Korean officials see little fallout from ‘Brexit’
However, some warned that things will worsen if other European countries decide to follow Britain’s path.
Choi Sang-mok, vice minister in the Ministry of Strategy and Finance, said the direct impact of the vote on Korea will be limited, as the two countries’ trading volume is relatively low, at an emergency meeting with representatives from the Financial Services Commission, Financial Supervisory Service and the Bank of Korea on Friday morning.
“Many research institutions including the International Monetary Fund [IMF] believe that Britain leaving the EU will have limited effects on non-European countries, but it is true that the decision might weaken the investor sentiment in general globally,” an official from the ministry said.
Korea’s export volume to the U.K. was some $7.39 billion, accounting for just 1.4 percent of the total export volume, as of last year. And Britain’s investment in Korea was $260 million, accounting for 1.2 percent of total foreign direct investment.
“It will take at least two years for the U.K. to completely pull out of the EU, and we believe it won’t have an immediate impact on our exports and investment,” Hwang Soo-sung, a director at the Ministry of Trade, Industry and Energy, said Friday.
However, a number of experts and industry insiders expressed concerns that the U.K. decision might drag down the European economy, which will hurt Korea’s exports to the European Union.
“Brexit could have a domino effect of other countries in Europe such as Sweden and Scotland deciding to take the same path,” said Choi Kwang-hyeok, an economist at eBest Investment & Securities.
“Uncertainties in Europe will continue to grow if such a case happens, and this might have negative impacts on the Korean market and companies doing business later on.”
Exporters expressed concerns over Friday’s poll result and said they are worrying about a fall in sales in Europe as a whole.
“Exports to the EU have improved in recent years, and there are worries that it might decline once again after Britain’s decision on Friday,” a Hyundai Motor spokesman said. “We will have to look further into this issue to handle this matter.”
In fact, Hyundai Motor and Kia Motors currently operate manufacturing plants in the Czech Republic and Slovakia, and they were exempt from paying on export vehicles to the U.K. However, they will have to pay 10 percent tariffs when Britain leaves the union.
Hyundai and Kia sold some 78,000 vehicles in Britain this year up to May.
Shipbuilding industry insiders shared similar concerns as well.
“We believe the cargo volume will decline, and we are trying to come up with some specific plans to deal with this,” an industry insider said.
The top five export products to the U.K. include vessels, automobiles, semiconductors, machinery and steel.
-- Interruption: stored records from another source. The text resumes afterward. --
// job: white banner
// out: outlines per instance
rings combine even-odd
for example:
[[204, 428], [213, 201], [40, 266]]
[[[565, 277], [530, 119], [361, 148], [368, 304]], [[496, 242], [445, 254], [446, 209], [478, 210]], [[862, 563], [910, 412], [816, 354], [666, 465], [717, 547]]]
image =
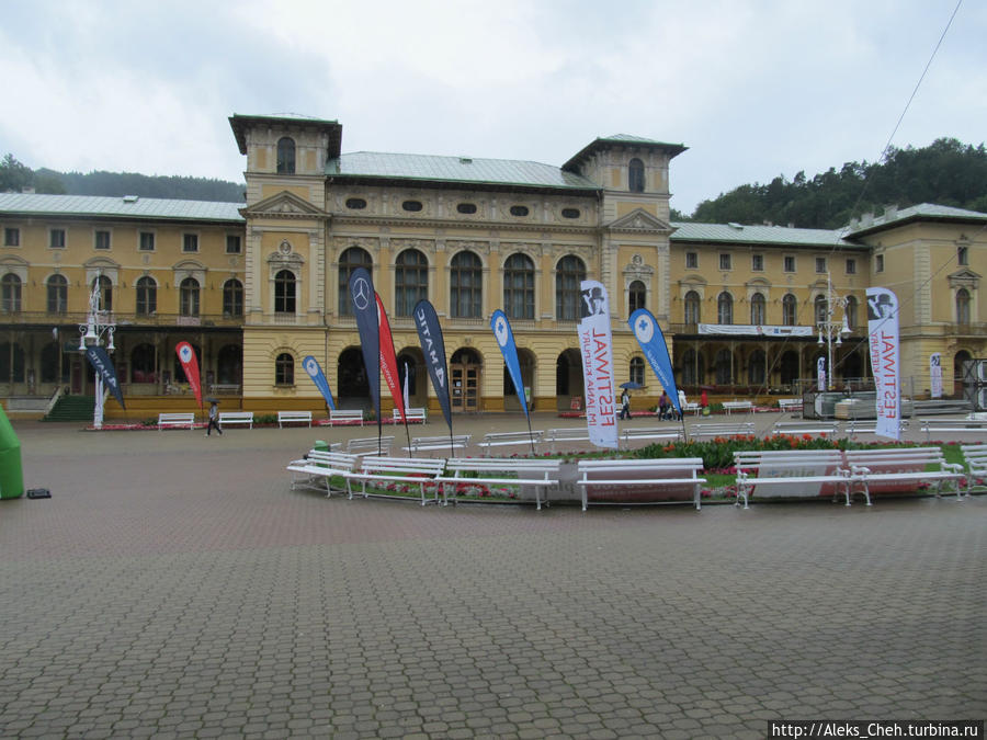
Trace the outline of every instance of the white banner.
[[583, 314], [579, 320], [579, 349], [586, 386], [586, 425], [590, 442], [598, 447], [617, 448], [614, 408], [613, 338], [610, 331], [610, 300], [597, 281], [582, 281]]
[[929, 355], [929, 384], [932, 398], [942, 398], [942, 354], [939, 352]]
[[867, 333], [871, 368], [877, 390], [876, 433], [901, 439], [901, 366], [898, 342], [898, 298], [887, 288], [867, 288]]

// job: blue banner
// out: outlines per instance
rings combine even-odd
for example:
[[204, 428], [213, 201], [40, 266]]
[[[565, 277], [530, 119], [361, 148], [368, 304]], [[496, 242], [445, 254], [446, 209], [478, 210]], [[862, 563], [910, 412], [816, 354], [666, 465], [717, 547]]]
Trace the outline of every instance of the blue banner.
[[363, 367], [370, 386], [371, 400], [381, 425], [381, 327], [377, 323], [377, 298], [374, 281], [366, 267], [356, 267], [350, 275], [350, 300], [356, 330], [360, 332], [360, 349], [363, 351]]
[[665, 334], [661, 333], [661, 327], [651, 316], [651, 311], [647, 308], [638, 308], [631, 315], [627, 320], [631, 330], [640, 344], [642, 352], [648, 358], [648, 364], [655, 371], [655, 375], [661, 382], [665, 392], [668, 394], [669, 400], [676, 407], [679, 415], [682, 414], [682, 407], [679, 403], [679, 389], [676, 387], [676, 376], [671, 368], [671, 357], [668, 356], [668, 345], [665, 343]]
[[116, 379], [116, 368], [113, 367], [113, 362], [110, 360], [110, 355], [106, 354], [106, 350], [101, 346], [87, 346], [86, 358], [89, 360], [89, 364], [92, 365], [92, 368], [100, 374], [103, 384], [110, 388], [110, 391], [113, 394], [113, 397], [116, 399], [116, 402], [120, 403], [121, 408], [126, 409], [127, 407], [123, 405], [123, 394], [120, 390], [120, 382]]
[[322, 367], [319, 365], [319, 361], [311, 355], [308, 355], [305, 360], [302, 361], [302, 367], [304, 367], [305, 372], [308, 373], [308, 377], [311, 378], [311, 382], [316, 384], [316, 388], [318, 388], [319, 392], [322, 394], [322, 398], [326, 399], [326, 403], [328, 403], [329, 408], [334, 411], [336, 403], [332, 401], [332, 391], [329, 389], [329, 380], [326, 379], [326, 374], [322, 373]]
[[421, 352], [424, 354], [426, 367], [429, 368], [429, 377], [432, 378], [432, 387], [442, 406], [442, 414], [449, 424], [449, 433], [452, 434], [452, 409], [449, 401], [449, 365], [445, 363], [445, 342], [442, 339], [442, 328], [439, 326], [439, 315], [428, 300], [419, 300], [415, 306], [415, 328], [418, 329], [418, 340], [421, 342]]
[[508, 373], [510, 373], [511, 380], [514, 384], [514, 392], [518, 395], [518, 400], [521, 401], [524, 415], [527, 417], [527, 397], [524, 395], [524, 380], [521, 378], [521, 363], [518, 361], [518, 345], [514, 343], [514, 332], [511, 331], [511, 322], [508, 321], [507, 315], [499, 308], [490, 317], [490, 328], [494, 330], [494, 337], [497, 338], [497, 343], [500, 345], [500, 353], [503, 355], [503, 362], [508, 366]]

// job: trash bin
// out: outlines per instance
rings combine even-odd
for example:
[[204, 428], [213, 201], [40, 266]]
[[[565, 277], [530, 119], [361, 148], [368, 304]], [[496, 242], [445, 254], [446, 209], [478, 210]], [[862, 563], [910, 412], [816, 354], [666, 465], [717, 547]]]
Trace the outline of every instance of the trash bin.
[[21, 467], [21, 441], [0, 406], [0, 499], [19, 499], [24, 494]]

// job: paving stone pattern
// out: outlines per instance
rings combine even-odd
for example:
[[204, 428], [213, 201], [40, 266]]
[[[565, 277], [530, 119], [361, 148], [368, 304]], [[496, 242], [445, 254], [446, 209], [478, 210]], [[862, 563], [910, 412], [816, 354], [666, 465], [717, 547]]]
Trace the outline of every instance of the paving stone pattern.
[[987, 715], [987, 497], [421, 508], [290, 490], [314, 439], [366, 429], [15, 429], [54, 498], [0, 501], [3, 738]]

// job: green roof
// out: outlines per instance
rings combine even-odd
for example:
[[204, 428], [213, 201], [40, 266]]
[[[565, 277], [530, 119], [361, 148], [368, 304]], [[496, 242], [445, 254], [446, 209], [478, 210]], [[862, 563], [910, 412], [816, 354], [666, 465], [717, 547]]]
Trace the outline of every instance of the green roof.
[[326, 164], [326, 174], [330, 178], [417, 180], [463, 186], [600, 190], [595, 183], [581, 175], [541, 162], [376, 151], [356, 151], [330, 159]]
[[243, 224], [245, 219], [239, 209], [245, 205], [245, 203], [174, 201], [133, 195], [106, 197], [0, 193], [0, 215], [3, 216], [116, 217]]

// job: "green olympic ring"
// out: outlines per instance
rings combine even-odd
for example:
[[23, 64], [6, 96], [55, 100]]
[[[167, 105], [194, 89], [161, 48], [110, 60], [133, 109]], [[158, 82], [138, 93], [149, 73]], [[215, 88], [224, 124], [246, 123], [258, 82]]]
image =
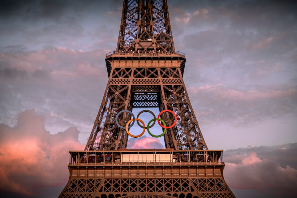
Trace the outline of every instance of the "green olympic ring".
[[[173, 115], [174, 116], [174, 120], [175, 120], [174, 123], [173, 123], [173, 124], [172, 124], [171, 126], [170, 126], [169, 127], [167, 126], [166, 125], [166, 124], [165, 122], [165, 121], [164, 121], [164, 120], [163, 120], [162, 119], [161, 119], [159, 118], [159, 117], [160, 117], [161, 114], [162, 113], [166, 111], [170, 112], [172, 113], [173, 114]], [[122, 127], [122, 126], [121, 126], [120, 125], [119, 123], [118, 123], [118, 116], [119, 115], [119, 114], [123, 112], [127, 112], [127, 113], [129, 113], [130, 114], [132, 115], [132, 117], [133, 117], [133, 119], [132, 119], [128, 121], [128, 122], [127, 123], [127, 124], [126, 124], [126, 127]], [[153, 116], [154, 117], [153, 119], [152, 119], [152, 120], [150, 120], [149, 122], [148, 122], [148, 126], [146, 127], [144, 125], [143, 122], [141, 120], [138, 118], [139, 117], [141, 113], [144, 112], [147, 112], [148, 113], [149, 113], [151, 114], [152, 114], [152, 115], [153, 115]], [[127, 132], [127, 133], [128, 133], [128, 135], [133, 137], [140, 137], [140, 136], [142, 136], [143, 135], [144, 133], [144, 130], [145, 130], [146, 128], [147, 129], [148, 132], [149, 134], [149, 135], [150, 135], [152, 137], [160, 137], [164, 135], [165, 133], [166, 132], [166, 130], [167, 130], [167, 129], [172, 128], [174, 125], [175, 125], [175, 124], [176, 123], [176, 122], [177, 121], [177, 119], [176, 117], [176, 115], [172, 111], [169, 110], [163, 110], [163, 111], [161, 111], [161, 112], [160, 112], [160, 113], [159, 114], [159, 115], [158, 116], [157, 118], [156, 118], [156, 116], [155, 116], [155, 114], [154, 114], [154, 113], [153, 112], [152, 112], [152, 111], [149, 110], [143, 110], [143, 111], [141, 111], [140, 112], [139, 112], [139, 113], [138, 113], [138, 114], [137, 115], [137, 118], [135, 118], [135, 117], [134, 115], [134, 114], [131, 111], [128, 110], [122, 110], [119, 112], [117, 114], [117, 115], [115, 117], [116, 123], [116, 124], [117, 125], [118, 125], [118, 126], [119, 127], [121, 128], [125, 129], [126, 130], [126, 131]], [[137, 136], [134, 136], [131, 134], [130, 133], [130, 132], [129, 131], [129, 129], [131, 128], [131, 127], [132, 127], [132, 126], [134, 124], [134, 123], [135, 120], [136, 120], [137, 121], [137, 122], [138, 125], [139, 126], [141, 127], [143, 129], [143, 131], [142, 132], [140, 135]], [[149, 131], [149, 129], [151, 127], [152, 127], [154, 126], [154, 125], [155, 125], [155, 123], [156, 122], [156, 120], [158, 120], [158, 122], [159, 123], [159, 125], [160, 125], [161, 127], [162, 127], [162, 128], [164, 128], [165, 129], [164, 131], [163, 131], [163, 132], [161, 135], [158, 135], [158, 136], [155, 135], [153, 134], [152, 134], [152, 133], [151, 133], [150, 131]], [[132, 122], [132, 121], [133, 121], [133, 122], [132, 123], [132, 124], [130, 125], [129, 125], [129, 124], [131, 122]], [[161, 124], [161, 123], [160, 123], [159, 122], [160, 121], [161, 121], [161, 122], [164, 125], [164, 126]], [[153, 124], [152, 124], [151, 126], [150, 126], [149, 125], [151, 123], [152, 123], [152, 122], [153, 121], [154, 122], [153, 123]], [[143, 125], [143, 126], [141, 126], [139, 124], [139, 123], [138, 122], [141, 122], [141, 123]]]

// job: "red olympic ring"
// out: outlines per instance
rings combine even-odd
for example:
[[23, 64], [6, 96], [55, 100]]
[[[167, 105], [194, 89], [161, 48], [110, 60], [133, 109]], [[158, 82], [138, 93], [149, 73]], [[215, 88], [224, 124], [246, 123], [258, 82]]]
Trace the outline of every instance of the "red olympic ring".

Export volume for vessels was $2.5 billion and accounted for 34.4 percent of the total last year. The figure for automobiles was $1.5 billion and accounted for 20.5 percent.
Some argue that Britain’s decision might actually help Korean export companies such as Hyundai Motor that compete with Japanese companies since the yen will likely continue to soar.
The Japanese yen soared past 100 to the dollar, as demand for safe havens rose after the news on the U.K. poll result.